Vêm estas minhas palavras a propósito do mais recente relatório relativo aos riscos globais, intitulado “The Global Risks Report 2018”, apresentado por estes dias no quadro do Fórum Económico Mundial, em Davos, Suíça. Nesse documento, de importância vital para os destinos das nações nos próximos anos, define-se risco global como um evento ou condição de ocorrência incerta mas que, tendo lugar, pode provocar, pelo menos durante os próximos 10 anos, um impacto negativo significativo para muitos países ou indústrias. Referem-se, aí, riscos económicos, ambientais, geopolíticos, sociais e tecnológicos, procurando-se, concomitantemente, descrever, de modo curto e incisivo, em que é que cada um deles consiste e de que forma se manifesta.

A título exemplificativo, prevê-se a ocorrência de riscos globais no plano económico, em virtude do surgimento de bolhas de ativos, crises financeiras em economias chave, elevado desemprego estrutural, potenciais falhas nos mecanismos ou instituições financeiras ou, ainda, o risco de práticas comerciais ilegais, tais como as que se traduzem por um recrudescimento da evasão fiscal e tráfico humano, apenas para referir duas das mais importantes.

No contexto ambiental, os riscos não são negligenciáveis, antevendo-se, por exemplo, o surgimento de eventos climatéricos extremos ou mesmo de falhas de vária ordem na adoção, pelos diferentes Estados, das medidas necessárias no quadro de uma desejável estratégia de adaptação e de mitigação às alterações climáticas.

No plano geopolítico, antecipam-se riscos significativos conexionados com ataques terroristas em larga escala ou mesmo a entrada em cena de armas de destruição maciça, circunstâncias estas adensadas pela emergência, no complexo mosaico social, de novas crises alimentares e por uma galopante proliferação de doenças infeciosas, tudo enleado num ambiente de profunda instabilidade social.

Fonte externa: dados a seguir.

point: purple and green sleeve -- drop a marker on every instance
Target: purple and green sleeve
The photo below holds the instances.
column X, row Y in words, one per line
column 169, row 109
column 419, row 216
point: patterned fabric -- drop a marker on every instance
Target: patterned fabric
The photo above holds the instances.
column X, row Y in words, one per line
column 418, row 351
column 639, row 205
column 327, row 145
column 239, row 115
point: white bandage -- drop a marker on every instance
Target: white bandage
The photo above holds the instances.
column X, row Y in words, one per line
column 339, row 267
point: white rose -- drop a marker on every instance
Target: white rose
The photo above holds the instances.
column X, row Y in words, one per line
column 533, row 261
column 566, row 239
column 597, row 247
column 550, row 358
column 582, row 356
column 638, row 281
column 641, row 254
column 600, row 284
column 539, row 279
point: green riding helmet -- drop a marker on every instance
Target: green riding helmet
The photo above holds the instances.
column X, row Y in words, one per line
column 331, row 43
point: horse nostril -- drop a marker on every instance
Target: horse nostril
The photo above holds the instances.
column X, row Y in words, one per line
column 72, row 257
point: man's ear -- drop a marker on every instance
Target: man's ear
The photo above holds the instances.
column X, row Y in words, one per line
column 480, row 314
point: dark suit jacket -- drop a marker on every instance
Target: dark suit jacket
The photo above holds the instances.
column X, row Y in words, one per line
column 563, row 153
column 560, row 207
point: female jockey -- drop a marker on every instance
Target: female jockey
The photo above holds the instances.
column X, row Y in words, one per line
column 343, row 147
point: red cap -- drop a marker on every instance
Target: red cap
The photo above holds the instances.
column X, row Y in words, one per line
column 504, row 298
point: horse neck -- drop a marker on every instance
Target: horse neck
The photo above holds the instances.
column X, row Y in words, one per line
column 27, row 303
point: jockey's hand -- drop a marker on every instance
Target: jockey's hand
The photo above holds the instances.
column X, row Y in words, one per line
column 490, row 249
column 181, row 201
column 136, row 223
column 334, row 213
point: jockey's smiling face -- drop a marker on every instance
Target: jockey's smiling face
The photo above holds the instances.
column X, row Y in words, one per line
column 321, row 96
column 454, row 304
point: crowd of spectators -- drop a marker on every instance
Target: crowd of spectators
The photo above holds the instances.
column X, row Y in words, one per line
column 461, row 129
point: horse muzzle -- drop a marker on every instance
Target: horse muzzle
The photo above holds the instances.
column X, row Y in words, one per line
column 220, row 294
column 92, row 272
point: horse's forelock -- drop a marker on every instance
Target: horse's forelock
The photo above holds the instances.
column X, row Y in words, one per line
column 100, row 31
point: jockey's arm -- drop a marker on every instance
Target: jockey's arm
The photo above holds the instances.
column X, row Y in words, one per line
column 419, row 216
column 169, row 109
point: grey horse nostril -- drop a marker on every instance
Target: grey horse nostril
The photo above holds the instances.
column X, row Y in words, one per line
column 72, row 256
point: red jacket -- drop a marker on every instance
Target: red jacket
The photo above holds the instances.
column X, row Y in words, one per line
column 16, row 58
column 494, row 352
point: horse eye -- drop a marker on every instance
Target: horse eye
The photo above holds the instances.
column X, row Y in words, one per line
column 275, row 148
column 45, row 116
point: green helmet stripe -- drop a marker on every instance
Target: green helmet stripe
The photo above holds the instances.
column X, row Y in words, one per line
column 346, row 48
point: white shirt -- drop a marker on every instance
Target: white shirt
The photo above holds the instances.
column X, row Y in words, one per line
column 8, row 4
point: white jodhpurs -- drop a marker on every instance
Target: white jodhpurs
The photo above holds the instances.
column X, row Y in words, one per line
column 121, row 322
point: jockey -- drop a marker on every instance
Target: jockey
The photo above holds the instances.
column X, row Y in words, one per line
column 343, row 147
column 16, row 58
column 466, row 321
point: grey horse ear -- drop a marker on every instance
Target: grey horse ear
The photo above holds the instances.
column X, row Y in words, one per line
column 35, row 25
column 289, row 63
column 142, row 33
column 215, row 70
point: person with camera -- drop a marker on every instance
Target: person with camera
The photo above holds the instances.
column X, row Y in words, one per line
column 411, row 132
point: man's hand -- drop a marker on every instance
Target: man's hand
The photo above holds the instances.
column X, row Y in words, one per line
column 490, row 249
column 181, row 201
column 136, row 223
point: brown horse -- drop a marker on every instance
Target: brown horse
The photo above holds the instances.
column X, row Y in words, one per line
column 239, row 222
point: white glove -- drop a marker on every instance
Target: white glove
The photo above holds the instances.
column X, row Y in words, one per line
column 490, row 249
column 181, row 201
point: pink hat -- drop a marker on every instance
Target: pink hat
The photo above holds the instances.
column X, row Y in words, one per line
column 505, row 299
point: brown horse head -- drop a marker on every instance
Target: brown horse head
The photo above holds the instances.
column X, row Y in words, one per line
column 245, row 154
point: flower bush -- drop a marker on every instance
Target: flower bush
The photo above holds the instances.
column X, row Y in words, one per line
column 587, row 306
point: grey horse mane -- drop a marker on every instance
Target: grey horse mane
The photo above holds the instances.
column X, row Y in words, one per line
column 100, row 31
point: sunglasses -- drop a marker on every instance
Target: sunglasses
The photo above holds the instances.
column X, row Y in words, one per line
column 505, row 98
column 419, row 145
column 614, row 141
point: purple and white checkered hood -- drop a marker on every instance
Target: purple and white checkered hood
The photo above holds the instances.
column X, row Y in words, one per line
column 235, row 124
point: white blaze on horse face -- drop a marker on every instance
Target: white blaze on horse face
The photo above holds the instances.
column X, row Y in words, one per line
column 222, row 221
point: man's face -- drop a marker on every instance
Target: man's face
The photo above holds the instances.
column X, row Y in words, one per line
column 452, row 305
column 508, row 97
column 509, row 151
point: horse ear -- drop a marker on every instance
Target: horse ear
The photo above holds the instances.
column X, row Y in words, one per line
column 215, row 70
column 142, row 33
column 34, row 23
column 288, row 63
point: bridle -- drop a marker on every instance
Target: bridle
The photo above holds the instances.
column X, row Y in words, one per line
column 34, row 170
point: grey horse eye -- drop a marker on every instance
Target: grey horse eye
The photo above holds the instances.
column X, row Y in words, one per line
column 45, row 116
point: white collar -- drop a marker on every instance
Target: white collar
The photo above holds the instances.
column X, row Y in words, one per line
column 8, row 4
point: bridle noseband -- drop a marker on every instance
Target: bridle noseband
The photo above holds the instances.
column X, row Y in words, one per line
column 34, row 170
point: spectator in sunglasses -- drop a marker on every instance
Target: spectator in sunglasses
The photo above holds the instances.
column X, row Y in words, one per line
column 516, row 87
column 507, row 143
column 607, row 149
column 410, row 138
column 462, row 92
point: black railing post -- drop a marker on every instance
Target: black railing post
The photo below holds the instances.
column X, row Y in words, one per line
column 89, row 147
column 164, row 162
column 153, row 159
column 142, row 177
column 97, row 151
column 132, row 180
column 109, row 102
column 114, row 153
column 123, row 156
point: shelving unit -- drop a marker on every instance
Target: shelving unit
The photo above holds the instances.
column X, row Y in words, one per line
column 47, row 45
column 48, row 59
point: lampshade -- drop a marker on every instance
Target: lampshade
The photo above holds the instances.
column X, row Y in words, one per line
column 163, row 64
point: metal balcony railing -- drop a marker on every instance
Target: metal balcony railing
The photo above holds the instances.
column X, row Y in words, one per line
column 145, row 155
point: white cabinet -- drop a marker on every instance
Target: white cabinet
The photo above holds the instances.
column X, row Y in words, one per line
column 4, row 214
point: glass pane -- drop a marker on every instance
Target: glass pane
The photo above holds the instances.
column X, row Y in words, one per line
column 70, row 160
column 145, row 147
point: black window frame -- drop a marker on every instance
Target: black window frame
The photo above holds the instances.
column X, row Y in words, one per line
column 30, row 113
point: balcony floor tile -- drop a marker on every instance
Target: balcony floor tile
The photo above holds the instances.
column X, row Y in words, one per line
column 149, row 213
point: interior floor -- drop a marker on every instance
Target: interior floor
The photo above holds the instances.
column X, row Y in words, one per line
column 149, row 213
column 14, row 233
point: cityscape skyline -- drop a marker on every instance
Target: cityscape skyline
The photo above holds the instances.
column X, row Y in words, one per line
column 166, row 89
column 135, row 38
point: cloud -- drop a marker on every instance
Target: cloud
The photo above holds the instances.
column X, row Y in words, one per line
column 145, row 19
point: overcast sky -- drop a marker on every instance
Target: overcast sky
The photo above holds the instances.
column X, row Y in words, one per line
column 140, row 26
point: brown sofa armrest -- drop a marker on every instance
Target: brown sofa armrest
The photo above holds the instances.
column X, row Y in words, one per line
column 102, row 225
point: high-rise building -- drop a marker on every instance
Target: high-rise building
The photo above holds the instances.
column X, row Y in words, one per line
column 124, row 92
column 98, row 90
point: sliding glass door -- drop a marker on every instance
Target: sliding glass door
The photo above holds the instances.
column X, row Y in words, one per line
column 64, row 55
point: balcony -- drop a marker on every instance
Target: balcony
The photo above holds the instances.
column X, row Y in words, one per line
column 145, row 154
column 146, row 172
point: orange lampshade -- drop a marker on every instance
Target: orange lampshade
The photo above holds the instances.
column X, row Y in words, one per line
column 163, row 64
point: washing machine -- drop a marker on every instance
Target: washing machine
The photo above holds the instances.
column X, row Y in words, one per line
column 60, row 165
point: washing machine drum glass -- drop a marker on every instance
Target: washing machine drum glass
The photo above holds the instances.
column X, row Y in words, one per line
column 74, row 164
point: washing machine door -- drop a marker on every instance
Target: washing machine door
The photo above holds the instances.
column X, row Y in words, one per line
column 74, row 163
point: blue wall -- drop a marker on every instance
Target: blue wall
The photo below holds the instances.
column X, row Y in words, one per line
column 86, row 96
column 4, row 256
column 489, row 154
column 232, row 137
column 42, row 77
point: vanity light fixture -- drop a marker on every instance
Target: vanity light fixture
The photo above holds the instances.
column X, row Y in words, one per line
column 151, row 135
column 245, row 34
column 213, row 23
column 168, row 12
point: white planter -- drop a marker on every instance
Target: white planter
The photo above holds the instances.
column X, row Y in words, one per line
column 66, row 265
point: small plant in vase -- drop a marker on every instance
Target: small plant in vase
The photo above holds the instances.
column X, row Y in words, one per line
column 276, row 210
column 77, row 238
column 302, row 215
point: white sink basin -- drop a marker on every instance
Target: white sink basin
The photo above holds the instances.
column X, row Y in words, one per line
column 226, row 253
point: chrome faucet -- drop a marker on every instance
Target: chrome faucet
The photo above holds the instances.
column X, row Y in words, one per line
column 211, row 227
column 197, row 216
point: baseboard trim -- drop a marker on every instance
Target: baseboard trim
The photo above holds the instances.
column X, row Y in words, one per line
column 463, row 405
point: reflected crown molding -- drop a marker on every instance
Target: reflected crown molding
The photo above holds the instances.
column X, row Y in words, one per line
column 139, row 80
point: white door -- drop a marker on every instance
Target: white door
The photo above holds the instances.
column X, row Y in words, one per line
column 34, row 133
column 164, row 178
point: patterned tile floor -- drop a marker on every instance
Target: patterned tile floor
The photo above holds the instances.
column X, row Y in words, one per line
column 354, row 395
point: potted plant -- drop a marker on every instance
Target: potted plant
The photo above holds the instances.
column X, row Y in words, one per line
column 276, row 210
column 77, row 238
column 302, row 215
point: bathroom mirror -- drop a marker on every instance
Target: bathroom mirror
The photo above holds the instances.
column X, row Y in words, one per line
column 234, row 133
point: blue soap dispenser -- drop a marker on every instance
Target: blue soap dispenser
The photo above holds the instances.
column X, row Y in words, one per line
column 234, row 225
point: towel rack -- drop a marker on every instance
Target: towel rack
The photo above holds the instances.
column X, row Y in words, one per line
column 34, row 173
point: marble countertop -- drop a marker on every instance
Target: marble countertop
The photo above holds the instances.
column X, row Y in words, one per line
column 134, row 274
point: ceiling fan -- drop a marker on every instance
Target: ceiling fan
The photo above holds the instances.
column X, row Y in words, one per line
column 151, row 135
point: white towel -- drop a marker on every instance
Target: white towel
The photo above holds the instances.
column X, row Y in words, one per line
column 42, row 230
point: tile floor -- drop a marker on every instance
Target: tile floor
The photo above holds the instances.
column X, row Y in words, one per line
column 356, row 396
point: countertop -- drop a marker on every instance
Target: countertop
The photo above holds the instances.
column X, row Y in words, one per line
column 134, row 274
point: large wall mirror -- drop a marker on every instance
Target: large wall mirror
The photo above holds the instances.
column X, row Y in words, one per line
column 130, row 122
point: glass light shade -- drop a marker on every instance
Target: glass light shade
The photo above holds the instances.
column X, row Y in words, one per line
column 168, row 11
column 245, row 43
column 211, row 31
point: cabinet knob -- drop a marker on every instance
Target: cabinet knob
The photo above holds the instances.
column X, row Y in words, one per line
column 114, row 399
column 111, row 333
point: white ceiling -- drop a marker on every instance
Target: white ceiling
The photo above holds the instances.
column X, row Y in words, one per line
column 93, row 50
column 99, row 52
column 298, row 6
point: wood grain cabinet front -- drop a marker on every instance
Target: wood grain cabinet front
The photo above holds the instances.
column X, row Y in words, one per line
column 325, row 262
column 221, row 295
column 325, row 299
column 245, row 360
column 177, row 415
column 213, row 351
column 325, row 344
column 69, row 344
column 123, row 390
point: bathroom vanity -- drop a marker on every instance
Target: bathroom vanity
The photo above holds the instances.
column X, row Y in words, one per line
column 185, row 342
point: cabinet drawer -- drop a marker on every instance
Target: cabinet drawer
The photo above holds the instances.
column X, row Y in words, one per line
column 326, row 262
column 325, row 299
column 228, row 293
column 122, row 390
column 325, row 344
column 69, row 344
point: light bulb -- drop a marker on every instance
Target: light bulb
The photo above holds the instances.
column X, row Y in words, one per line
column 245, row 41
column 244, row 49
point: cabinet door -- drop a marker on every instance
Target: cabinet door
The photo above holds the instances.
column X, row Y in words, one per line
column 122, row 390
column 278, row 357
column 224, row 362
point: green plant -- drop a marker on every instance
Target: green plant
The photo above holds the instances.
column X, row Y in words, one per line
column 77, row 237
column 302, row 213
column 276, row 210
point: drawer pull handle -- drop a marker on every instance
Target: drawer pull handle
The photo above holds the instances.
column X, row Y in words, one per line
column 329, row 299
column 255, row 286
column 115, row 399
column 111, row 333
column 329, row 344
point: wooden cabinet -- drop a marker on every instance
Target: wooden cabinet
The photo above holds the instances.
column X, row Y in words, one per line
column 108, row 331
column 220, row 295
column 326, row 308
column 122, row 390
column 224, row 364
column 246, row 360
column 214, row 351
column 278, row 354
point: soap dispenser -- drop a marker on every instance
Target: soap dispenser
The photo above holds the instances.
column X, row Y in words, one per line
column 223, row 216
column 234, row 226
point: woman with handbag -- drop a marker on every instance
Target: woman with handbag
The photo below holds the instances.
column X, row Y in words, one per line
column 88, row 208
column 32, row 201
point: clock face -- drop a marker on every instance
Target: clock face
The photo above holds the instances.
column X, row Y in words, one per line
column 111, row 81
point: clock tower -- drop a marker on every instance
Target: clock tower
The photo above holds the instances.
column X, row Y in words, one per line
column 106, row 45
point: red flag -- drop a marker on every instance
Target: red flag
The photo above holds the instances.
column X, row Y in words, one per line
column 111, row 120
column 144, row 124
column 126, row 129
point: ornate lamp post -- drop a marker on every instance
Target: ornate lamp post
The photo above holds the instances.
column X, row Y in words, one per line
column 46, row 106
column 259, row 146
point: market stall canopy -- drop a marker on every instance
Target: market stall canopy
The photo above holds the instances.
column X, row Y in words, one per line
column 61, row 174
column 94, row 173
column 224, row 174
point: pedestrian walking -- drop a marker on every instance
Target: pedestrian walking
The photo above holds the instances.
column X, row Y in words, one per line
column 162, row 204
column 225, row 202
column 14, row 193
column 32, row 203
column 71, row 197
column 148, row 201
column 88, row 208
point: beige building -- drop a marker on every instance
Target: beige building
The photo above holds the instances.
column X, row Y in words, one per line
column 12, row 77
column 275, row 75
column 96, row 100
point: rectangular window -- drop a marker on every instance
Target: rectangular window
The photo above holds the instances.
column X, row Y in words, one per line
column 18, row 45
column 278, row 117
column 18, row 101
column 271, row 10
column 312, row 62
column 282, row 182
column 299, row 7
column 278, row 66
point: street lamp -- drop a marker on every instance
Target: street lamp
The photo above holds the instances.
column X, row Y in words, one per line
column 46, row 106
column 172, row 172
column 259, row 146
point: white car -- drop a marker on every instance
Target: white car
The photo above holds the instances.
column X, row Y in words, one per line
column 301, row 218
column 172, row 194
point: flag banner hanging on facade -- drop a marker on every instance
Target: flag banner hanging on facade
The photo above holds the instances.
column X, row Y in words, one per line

No encriptado universo dos riscos tecnológicos, assistir-se-á, muito provavelmente, a um aumento das situações de fraude e de roubo de dados, à explosão de ciberataques em larga escala e, ainda, mas não menos importante, ao surgimento de múltiplas consequências adversas como resultado direto do imparável desenvolvimento tecnológico a que nos últimos anos se tem assistido.

Em boa verdade convenhamos que todos estes riscos nos soam bem familiares. Para todos eles se ensaia, no quadro dos conhecimentos disponíveis, uma breve descrição, procurando, sem tibiezas, densificá-los, determinar a grau de probabilidade da sua ocorrência e, caso esta se confirme, o respetivo impacto.

Avança-se, em suma, com os riscos globais nos mais variados domínios de atuação dos Estados e, paralelamente, ilustram-se os mesmos, definindo para cada um deles o que de mais importante lhes subjaz. Estes herméticos e arrojados exercícios de tipificação dos riscos globais e de propostas definitórias do que neles de mais crítico se contém, encerram em si uma incompreensível e exasperante fuga para a frente dos principais decisores públicos no palco da nova ordem mundial. Prevê-se, aqui e ali, riscos que já não o são, dado que a realidade que os corporiza é já parte do nosso presente, herança que é de um passado recente, impregnada de ensinamentos que a memória dos homens persiste em obliterar e sequestrada num futuro que nos prende num continuum inesgotável.

Na verdade, não é incerto o que em parte já se conhece, o que ocorre como causa-efeito de experiências já vividas, o que se mimetiza na história para, uma vez mais, nos pôr à prova. Esse é, sem dúvida, o presente feito eterno futuro, que transmuta os riscos em realidade bem viva e cruel no dia-a-dia de todos e de cada um de nós. De tal sorte que a tentação de abarcar uma coisa com uma definição, por mais arbitrária que seja, é rejeitá-la, torná-la insípida e supérflua ou, numa só palavra, aniquilá-la.

Na verdade, mais do que um «cemitério das definições» que o ambicioso Relatório se propõe ser, para utilizar a poderosa expressão de Emil Cioran, impõe-se, nesta e noutras matérias, que se aprenda com os erros do passado, pois é partindo destes que, estamos certos, se esquissarão adequada e eficazmente os riscos futuros e a sua desejada eliminação.